The real problem is that America is in moral free fall. We are victims of spiritual warfare: We have a media masking truth. We have courts perverting justice. We have schools deliberately “dumbing down” our youth. We have replaced our traditional heritage with “multiculturalism,” revisionism, and value relativism. We deny the very existence of truth. So our traditional patriotism has now been relegated to an obsolete form of idol worship.

Our government is now the purveyor of immorality. Why are we surprised? Governments have always loved crises: they provide the rationale for increasing budgets and bureaucracies, and subjugating the population. Most new dictators create external crises to consolidate their internal powers. In our country, they long ago learned that social crises serve that function as well as military ones.

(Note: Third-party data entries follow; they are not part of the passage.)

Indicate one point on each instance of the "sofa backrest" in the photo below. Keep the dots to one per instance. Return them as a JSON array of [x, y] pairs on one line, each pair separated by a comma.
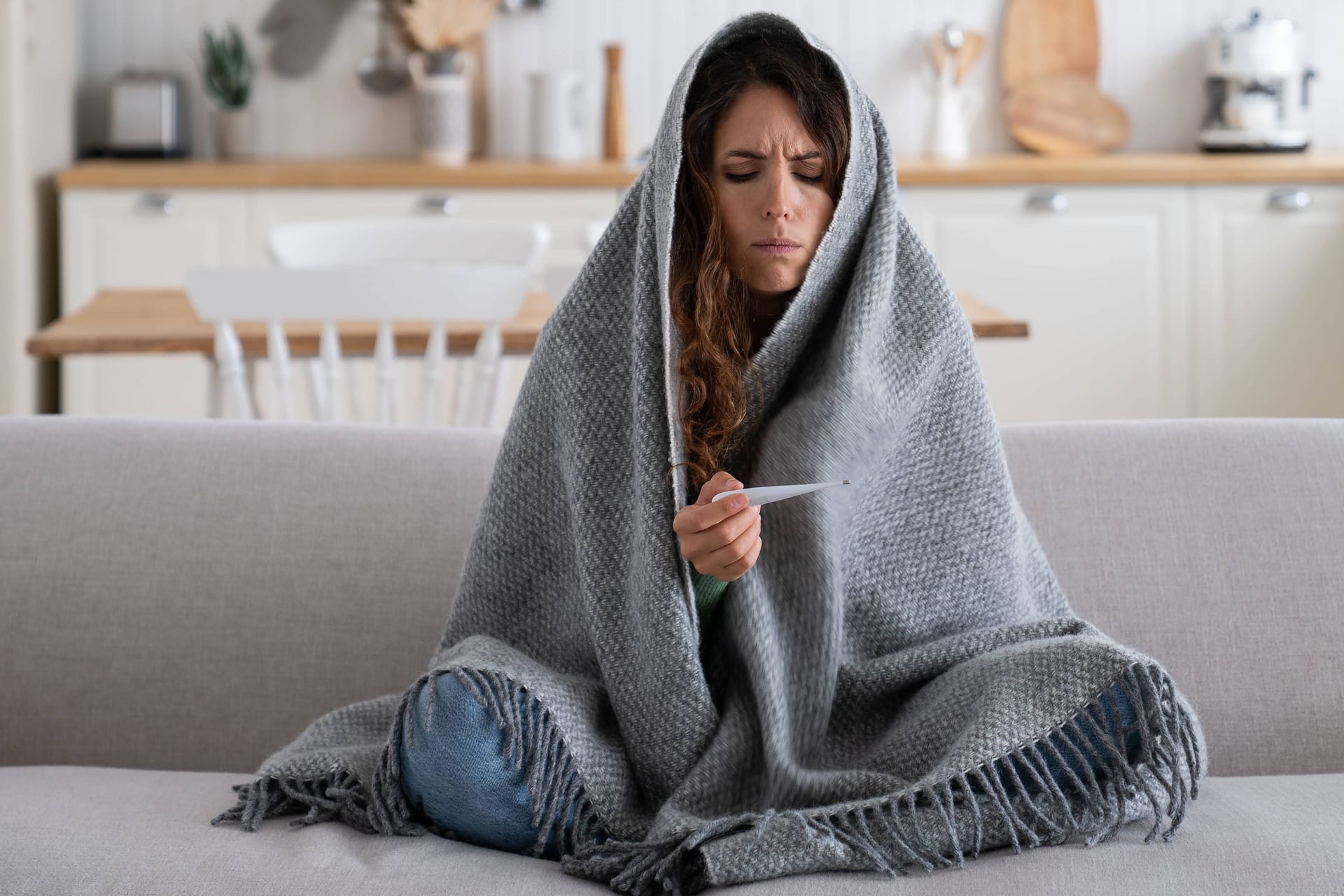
[[1217, 547], [190, 594]]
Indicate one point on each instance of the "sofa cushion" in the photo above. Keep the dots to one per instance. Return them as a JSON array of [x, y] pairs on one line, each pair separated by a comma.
[[78, 830]]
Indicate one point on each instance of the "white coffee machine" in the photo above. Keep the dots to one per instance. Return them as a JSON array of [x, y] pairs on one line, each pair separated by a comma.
[[1256, 86]]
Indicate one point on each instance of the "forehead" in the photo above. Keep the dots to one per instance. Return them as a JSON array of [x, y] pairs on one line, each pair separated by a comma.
[[764, 120]]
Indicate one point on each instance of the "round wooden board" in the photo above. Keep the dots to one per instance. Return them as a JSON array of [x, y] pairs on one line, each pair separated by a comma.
[[1065, 115], [1046, 38]]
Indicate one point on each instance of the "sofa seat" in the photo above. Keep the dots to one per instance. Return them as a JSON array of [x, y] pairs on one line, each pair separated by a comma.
[[81, 830]]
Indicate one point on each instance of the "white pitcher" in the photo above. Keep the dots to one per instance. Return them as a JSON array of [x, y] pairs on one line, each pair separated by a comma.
[[442, 117], [556, 115], [955, 108]]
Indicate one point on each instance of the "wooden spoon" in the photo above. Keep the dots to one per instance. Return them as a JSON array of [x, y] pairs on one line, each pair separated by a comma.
[[971, 50]]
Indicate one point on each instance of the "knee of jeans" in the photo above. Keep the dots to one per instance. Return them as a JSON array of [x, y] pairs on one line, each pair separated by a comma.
[[457, 771]]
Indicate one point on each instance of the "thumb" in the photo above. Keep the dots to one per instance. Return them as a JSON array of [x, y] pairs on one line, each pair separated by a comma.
[[722, 481]]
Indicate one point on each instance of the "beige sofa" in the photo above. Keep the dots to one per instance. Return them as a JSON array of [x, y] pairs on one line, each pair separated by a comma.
[[179, 598]]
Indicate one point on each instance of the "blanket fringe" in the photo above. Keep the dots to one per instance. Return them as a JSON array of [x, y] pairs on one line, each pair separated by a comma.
[[1015, 793], [533, 739]]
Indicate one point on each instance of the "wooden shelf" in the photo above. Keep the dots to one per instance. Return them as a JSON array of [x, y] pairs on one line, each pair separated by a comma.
[[977, 171]]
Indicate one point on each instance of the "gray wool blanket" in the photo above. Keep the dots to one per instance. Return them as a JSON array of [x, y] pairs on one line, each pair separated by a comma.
[[886, 690]]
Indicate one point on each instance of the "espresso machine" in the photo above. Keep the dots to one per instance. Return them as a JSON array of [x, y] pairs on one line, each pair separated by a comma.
[[1256, 83]]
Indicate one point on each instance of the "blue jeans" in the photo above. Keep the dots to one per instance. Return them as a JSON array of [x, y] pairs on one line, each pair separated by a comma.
[[458, 776], [1104, 715]]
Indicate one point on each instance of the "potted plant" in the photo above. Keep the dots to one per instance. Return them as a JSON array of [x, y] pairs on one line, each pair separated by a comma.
[[227, 73]]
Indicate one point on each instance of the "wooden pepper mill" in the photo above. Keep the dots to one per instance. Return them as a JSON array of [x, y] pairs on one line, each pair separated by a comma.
[[613, 143]]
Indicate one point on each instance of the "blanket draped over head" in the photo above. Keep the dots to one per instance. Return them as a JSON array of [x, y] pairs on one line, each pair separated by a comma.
[[890, 684]]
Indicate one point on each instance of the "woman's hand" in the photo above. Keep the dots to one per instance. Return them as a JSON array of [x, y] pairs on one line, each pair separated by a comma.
[[720, 539]]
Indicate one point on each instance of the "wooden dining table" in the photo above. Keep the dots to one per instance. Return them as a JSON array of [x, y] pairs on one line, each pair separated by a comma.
[[162, 321]]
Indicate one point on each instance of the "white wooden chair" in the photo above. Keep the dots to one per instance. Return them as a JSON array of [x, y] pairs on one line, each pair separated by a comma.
[[385, 270], [558, 279]]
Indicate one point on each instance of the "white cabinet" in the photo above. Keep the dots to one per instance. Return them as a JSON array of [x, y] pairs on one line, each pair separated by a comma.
[[130, 238], [124, 238], [1270, 300], [1098, 273]]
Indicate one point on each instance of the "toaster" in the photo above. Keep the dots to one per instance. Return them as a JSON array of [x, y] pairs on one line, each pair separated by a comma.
[[147, 115]]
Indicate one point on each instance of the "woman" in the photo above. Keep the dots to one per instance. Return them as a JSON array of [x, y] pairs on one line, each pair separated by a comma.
[[659, 694]]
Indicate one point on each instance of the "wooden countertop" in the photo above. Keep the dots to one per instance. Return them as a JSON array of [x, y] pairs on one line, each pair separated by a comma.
[[163, 321], [992, 169]]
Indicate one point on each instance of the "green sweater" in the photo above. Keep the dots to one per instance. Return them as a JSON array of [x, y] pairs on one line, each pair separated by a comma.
[[707, 593]]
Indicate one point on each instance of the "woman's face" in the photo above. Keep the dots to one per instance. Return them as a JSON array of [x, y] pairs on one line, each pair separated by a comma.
[[768, 190]]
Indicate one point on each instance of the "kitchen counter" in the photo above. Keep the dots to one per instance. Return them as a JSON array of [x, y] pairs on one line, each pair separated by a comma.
[[977, 171]]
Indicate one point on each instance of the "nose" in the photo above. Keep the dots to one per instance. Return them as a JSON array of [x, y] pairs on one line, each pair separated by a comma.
[[778, 199]]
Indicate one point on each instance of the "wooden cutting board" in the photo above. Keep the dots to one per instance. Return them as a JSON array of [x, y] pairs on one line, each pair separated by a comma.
[[1065, 115], [1046, 38]]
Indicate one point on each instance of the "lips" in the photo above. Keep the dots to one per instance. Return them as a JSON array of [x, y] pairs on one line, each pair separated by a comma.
[[777, 246]]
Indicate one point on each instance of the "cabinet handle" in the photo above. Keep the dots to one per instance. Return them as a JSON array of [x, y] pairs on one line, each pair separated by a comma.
[[1047, 200], [162, 203], [1289, 199], [441, 204]]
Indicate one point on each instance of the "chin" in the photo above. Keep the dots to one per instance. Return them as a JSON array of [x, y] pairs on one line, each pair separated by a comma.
[[774, 284]]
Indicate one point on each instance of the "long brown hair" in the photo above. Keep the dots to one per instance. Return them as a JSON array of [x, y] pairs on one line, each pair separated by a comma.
[[710, 302]]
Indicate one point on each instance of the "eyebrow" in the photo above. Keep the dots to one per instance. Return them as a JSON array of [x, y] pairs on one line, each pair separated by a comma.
[[749, 153]]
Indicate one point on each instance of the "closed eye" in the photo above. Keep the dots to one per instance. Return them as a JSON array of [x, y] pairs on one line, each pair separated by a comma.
[[738, 179]]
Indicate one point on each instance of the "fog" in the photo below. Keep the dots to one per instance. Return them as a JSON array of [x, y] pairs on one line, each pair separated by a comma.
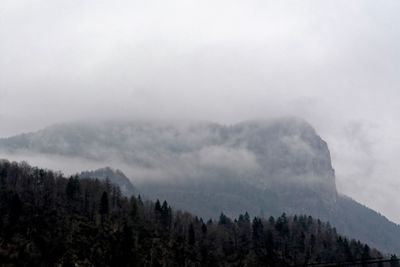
[[334, 63]]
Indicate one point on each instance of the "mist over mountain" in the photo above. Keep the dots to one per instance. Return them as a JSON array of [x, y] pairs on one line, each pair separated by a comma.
[[115, 177], [265, 167]]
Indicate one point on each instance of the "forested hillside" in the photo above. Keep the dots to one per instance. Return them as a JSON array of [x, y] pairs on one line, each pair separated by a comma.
[[50, 220]]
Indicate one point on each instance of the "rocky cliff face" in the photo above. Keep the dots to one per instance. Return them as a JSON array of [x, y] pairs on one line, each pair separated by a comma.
[[285, 156], [263, 167]]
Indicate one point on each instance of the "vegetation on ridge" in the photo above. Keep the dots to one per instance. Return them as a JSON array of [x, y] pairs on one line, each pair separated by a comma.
[[50, 220]]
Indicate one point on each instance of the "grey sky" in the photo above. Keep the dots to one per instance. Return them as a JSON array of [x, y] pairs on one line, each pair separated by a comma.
[[334, 63]]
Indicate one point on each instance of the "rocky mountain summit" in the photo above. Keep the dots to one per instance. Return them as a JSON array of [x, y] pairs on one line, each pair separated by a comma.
[[265, 167]]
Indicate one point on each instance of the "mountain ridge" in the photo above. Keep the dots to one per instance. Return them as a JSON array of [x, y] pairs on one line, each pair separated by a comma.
[[267, 166]]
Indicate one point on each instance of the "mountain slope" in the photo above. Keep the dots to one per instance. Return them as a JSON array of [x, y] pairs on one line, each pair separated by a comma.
[[263, 167], [48, 220], [115, 177]]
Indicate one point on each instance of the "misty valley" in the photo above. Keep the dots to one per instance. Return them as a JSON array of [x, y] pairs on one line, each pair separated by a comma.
[[182, 193]]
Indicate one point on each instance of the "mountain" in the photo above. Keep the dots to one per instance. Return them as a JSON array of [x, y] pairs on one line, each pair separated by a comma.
[[115, 177], [264, 167], [49, 220]]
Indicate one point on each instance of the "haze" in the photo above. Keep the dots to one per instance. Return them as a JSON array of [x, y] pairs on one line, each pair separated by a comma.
[[333, 63]]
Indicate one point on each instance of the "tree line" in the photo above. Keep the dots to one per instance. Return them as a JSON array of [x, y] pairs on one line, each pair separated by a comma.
[[50, 220]]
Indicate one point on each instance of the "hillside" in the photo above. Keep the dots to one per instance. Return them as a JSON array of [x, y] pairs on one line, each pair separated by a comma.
[[262, 167], [115, 177], [50, 220]]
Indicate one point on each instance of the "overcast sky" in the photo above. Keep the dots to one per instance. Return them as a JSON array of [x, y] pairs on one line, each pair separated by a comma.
[[335, 63]]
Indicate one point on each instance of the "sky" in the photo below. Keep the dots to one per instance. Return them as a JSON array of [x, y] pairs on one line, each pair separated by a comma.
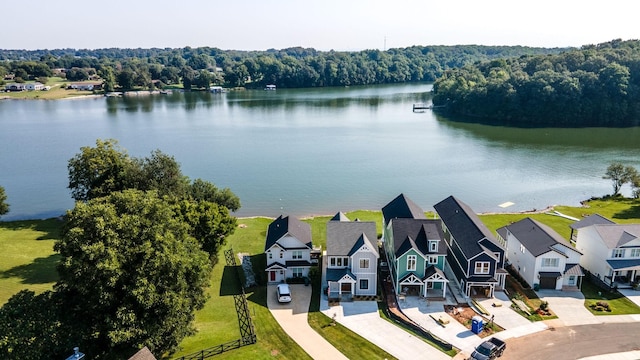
[[341, 25]]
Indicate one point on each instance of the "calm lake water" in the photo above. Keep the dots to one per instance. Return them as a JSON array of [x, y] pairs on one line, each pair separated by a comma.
[[310, 151]]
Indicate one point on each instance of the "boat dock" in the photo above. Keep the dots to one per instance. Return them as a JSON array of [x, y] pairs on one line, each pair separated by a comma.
[[422, 106]]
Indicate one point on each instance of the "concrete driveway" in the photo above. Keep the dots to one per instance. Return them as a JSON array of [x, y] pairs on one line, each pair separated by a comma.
[[292, 317], [569, 307], [362, 317]]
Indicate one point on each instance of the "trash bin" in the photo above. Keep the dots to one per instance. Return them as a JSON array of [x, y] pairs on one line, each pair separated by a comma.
[[477, 324]]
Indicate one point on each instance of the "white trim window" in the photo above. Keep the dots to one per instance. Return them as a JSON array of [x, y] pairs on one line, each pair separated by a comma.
[[550, 262], [433, 246], [482, 267], [618, 253], [364, 284], [411, 262], [364, 263], [297, 272]]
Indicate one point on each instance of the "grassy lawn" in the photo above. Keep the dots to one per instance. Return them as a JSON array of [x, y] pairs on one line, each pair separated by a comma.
[[57, 91], [346, 341], [618, 304], [27, 260], [529, 297]]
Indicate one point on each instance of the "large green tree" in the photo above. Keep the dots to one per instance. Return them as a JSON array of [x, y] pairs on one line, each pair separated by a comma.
[[132, 273], [98, 171], [4, 206], [620, 175]]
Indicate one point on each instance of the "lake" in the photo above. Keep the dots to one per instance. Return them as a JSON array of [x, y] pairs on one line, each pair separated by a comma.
[[310, 151]]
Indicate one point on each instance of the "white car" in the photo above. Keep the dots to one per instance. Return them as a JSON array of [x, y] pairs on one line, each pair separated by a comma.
[[284, 293]]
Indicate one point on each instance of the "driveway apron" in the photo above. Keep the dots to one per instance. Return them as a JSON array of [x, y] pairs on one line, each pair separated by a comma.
[[292, 317]]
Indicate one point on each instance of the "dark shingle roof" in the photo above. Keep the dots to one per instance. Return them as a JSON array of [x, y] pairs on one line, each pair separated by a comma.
[[538, 238], [340, 217], [402, 208], [342, 236], [415, 233], [465, 226], [288, 225], [595, 219]]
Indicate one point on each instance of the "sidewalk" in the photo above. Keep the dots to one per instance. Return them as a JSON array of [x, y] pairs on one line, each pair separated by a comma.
[[363, 318]]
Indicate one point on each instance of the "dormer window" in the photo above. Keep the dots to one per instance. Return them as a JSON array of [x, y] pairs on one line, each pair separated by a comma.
[[433, 246]]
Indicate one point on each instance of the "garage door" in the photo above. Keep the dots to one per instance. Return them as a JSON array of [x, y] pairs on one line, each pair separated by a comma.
[[547, 283]]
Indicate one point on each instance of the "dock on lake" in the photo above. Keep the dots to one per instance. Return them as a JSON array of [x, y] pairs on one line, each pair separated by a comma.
[[422, 106]]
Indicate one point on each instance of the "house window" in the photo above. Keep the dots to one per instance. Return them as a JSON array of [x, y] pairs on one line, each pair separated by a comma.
[[364, 263], [482, 267], [617, 253], [550, 262], [297, 272], [411, 263], [433, 246], [364, 284]]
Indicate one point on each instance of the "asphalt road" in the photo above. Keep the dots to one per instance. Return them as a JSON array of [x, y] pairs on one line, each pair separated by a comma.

There is one insight that supplies a key missing link: immorality results in social crises. Is it any surprise to learn that governments have an enormous incentive to promote immorality? Should we be surprised by the attacks on the family, the promotion of homosexuality, abortion, and other disruptive factors to destabilize and disrupt our society?

Our Personal Action Plan

Obviously, we all need to get back to basics, and lower our cost of living and get out of debt as aggressively as possible.5 We also need to reprioritize ourselves to lead resourceful, productive lives, and extricate ourselves from our own materialism and self-indulgences. We need to refocus ourselves toward self-reliance, virtuous lives, focusing on real values, and, above all, to regain an active reverence for the Living God And, all our prayers should include the petition that the lessons not be wasted.

We can’t change the coming tide. But we can warn others. And now the good news: It is going to be the biggest opportunity of a lifetime to serve our Coming King! People who were previously apathetic or complacent will soon be desperately looking for answers! We need to be prepared to provide them! (Ah, there’s the rub: we need to be prepared! Are you? How can we help? Some relevant sources of comfort include Phil 4:19; Deut 31:6; Ps 119 (cf. v.50, 76, et al.); and, Rom 8:28-39.

For more information, see our newly recorded and updated briefing, Twilight’s Last Gleaming.  It will be released on DVD in April.


Notes:

1.     Paul Volker speaking in London 11/21/08.

2.     This confirms our view that the “taking the name of the Lord” refers to ambassadorship rather than vocabulary.  Cf. Ex. 20:7.

3.     It is interesting that “sinister,” incidentally, means “left.”  Draw your own conclusions.

4.     See Jerome Corsi’s landmark exposé, The Late Great USA, WND Books, 2007.